= Lars Johan Danbolt =

Norwegian priest

Lars Johan Danbolt (18 October 1895 – 7 June 1981) was a Norwegian priest.

He was born in Bergen as a son of tanner Ole Dominicus Danielsen (1863–1941) and Gesine Gauslaa (1866–1964), and brother of the professors Erling and Niels Danbolt. He finished his secondary education in 1914 and took the cand.theol. degree at the University of Oslo in 1919. In 1921 he married Benny Elisabeth Gabrielsen.

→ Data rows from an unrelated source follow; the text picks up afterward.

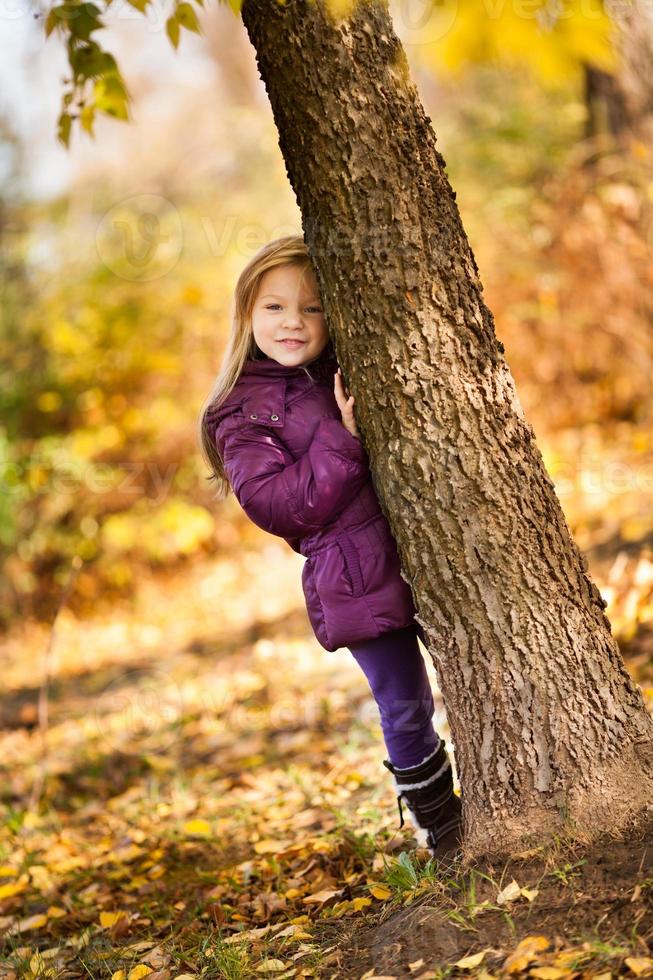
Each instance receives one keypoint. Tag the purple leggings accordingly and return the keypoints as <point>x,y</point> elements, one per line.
<point>396,672</point>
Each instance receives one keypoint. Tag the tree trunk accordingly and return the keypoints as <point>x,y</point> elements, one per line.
<point>545,719</point>
<point>622,105</point>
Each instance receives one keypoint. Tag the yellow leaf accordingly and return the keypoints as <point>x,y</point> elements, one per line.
<point>6,891</point>
<point>547,972</point>
<point>530,893</point>
<point>200,828</point>
<point>381,892</point>
<point>469,962</point>
<point>37,964</point>
<point>361,903</point>
<point>109,919</point>
<point>509,893</point>
<point>32,922</point>
<point>139,971</point>
<point>267,846</point>
<point>318,897</point>
<point>525,952</point>
<point>639,964</point>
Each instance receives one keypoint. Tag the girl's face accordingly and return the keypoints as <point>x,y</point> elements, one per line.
<point>287,320</point>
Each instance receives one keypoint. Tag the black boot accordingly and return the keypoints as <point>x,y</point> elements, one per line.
<point>434,809</point>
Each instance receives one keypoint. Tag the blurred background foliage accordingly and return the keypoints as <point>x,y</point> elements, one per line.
<point>116,290</point>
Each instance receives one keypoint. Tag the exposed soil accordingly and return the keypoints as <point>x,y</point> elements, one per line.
<point>594,905</point>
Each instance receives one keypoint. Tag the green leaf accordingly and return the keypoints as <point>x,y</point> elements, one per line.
<point>87,118</point>
<point>187,17</point>
<point>86,20</point>
<point>90,61</point>
<point>63,128</point>
<point>111,96</point>
<point>55,20</point>
<point>172,30</point>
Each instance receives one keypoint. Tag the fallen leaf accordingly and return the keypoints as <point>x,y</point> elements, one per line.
<point>13,888</point>
<point>509,893</point>
<point>318,897</point>
<point>55,912</point>
<point>469,962</point>
<point>382,892</point>
<point>267,846</point>
<point>639,964</point>
<point>361,903</point>
<point>525,952</point>
<point>530,893</point>
<point>548,972</point>
<point>31,922</point>
<point>139,971</point>
<point>109,919</point>
<point>197,828</point>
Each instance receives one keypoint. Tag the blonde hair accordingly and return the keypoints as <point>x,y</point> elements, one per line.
<point>241,344</point>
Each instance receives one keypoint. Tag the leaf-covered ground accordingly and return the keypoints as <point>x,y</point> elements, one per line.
<point>206,798</point>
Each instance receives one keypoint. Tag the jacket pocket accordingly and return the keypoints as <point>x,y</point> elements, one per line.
<point>352,564</point>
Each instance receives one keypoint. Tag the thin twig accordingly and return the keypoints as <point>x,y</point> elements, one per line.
<point>43,702</point>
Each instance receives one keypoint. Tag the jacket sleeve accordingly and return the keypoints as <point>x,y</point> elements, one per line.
<point>292,497</point>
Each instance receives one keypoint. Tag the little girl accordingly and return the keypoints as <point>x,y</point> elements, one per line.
<point>278,429</point>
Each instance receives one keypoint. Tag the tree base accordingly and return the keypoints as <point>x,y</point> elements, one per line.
<point>617,794</point>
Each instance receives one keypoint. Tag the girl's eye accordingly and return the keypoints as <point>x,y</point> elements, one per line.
<point>271,306</point>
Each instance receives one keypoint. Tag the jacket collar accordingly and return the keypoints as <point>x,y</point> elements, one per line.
<point>261,387</point>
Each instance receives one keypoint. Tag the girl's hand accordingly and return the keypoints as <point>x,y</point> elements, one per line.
<point>345,404</point>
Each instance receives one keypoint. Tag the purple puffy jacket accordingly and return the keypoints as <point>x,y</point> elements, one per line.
<point>298,473</point>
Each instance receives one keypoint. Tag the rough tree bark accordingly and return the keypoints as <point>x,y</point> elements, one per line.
<point>622,104</point>
<point>545,719</point>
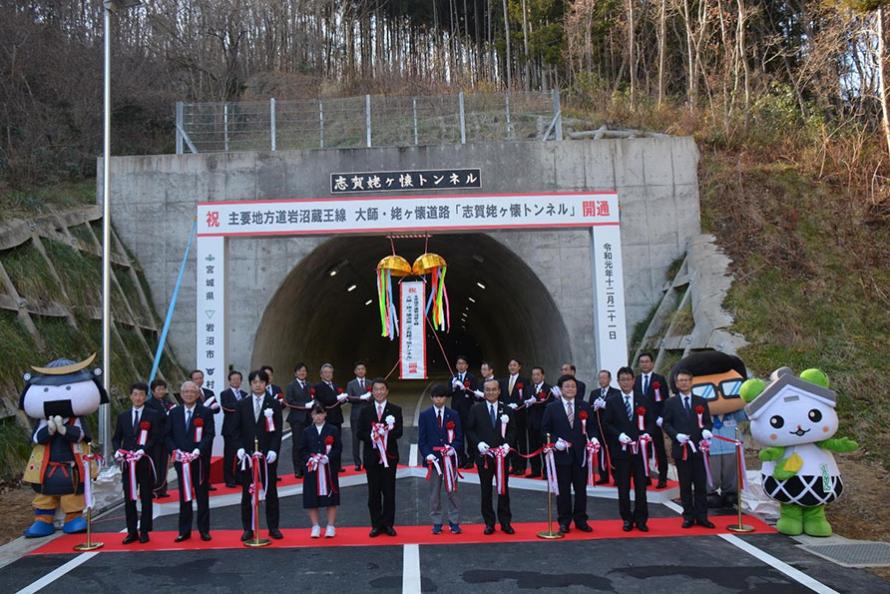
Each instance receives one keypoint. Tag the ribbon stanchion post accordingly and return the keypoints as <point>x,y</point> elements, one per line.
<point>88,458</point>
<point>256,495</point>
<point>549,534</point>
<point>740,469</point>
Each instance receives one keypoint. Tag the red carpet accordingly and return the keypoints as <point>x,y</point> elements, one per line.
<point>358,536</point>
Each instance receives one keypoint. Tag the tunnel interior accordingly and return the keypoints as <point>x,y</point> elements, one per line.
<point>326,309</point>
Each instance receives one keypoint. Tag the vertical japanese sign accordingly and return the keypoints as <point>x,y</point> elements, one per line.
<point>210,316</point>
<point>412,334</point>
<point>608,292</point>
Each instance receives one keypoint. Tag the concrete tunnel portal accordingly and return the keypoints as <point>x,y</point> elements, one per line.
<point>314,317</point>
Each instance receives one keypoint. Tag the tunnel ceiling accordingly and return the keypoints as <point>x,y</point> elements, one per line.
<point>314,318</point>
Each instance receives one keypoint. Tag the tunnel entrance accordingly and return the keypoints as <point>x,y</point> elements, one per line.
<point>326,309</point>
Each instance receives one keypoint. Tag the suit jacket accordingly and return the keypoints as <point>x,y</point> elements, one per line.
<point>295,395</point>
<point>354,391</point>
<point>663,391</point>
<point>367,418</point>
<point>229,403</point>
<point>479,426</point>
<point>556,423</point>
<point>610,393</point>
<point>328,397</point>
<point>615,422</point>
<point>431,436</point>
<point>247,427</point>
<point>127,437</point>
<point>677,420</point>
<point>180,437</point>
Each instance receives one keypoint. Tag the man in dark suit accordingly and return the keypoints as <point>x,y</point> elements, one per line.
<point>569,422</point>
<point>230,398</point>
<point>381,417</point>
<point>681,423</point>
<point>435,439</point>
<point>190,432</point>
<point>515,389</point>
<point>136,432</point>
<point>463,386</point>
<point>538,398</point>
<point>160,455</point>
<point>655,388</point>
<point>359,392</point>
<point>622,423</point>
<point>491,426</point>
<point>298,402</point>
<point>598,398</point>
<point>333,397</point>
<point>258,424</point>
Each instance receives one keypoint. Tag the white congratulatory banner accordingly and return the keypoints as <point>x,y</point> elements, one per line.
<point>412,334</point>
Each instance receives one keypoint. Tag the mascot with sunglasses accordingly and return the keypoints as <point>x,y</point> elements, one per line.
<point>718,379</point>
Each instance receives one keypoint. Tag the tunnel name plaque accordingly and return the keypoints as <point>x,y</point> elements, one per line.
<point>221,221</point>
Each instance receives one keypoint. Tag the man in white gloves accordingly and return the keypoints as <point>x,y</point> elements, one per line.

After serving briefly as a clergyman in Bergen and studying languages and history in Grenoble, he joined the mission in Madagascar in 1922. In 1927 he became a theology teacher at the Lutheran School of Clergy in Fianarantsoa, where he later served as rector from 1932 to 1939. He released a two-volume work on Luther in the Malagasy language in 1930 and 1935, and edited the local Lutheran church magazine from 1928 to 1930 and 1932 to 1938.

In 1939 he was appointed as vicar at Romedal Church. He then moved to Bærum Municipality in 1946 as curate in Østre Bærum. He was the vicar of Haslum from 1953 to 1965, then of Jar from 1965 to 1966. From 1959 to 1966 he was the dean in Asker and Bærum. He was a member of Bærum school board from 1950 to 1962.

He was also a teacher at the practical-theological seminary at the MF Norwegian School of Theology from 1948 to 1954. He was also a board member here from 1949, and chairman from 1956 to 1958. In both Hedmark and Oslo he was a regional board member of the Norwegian Missionary Society; he was also a board member of the Norwegian Association of Clergy from 1950 to 1952 and the Norwegian Bible Society from 1951 to 1965. He died in 1981 and was buried in Haslum.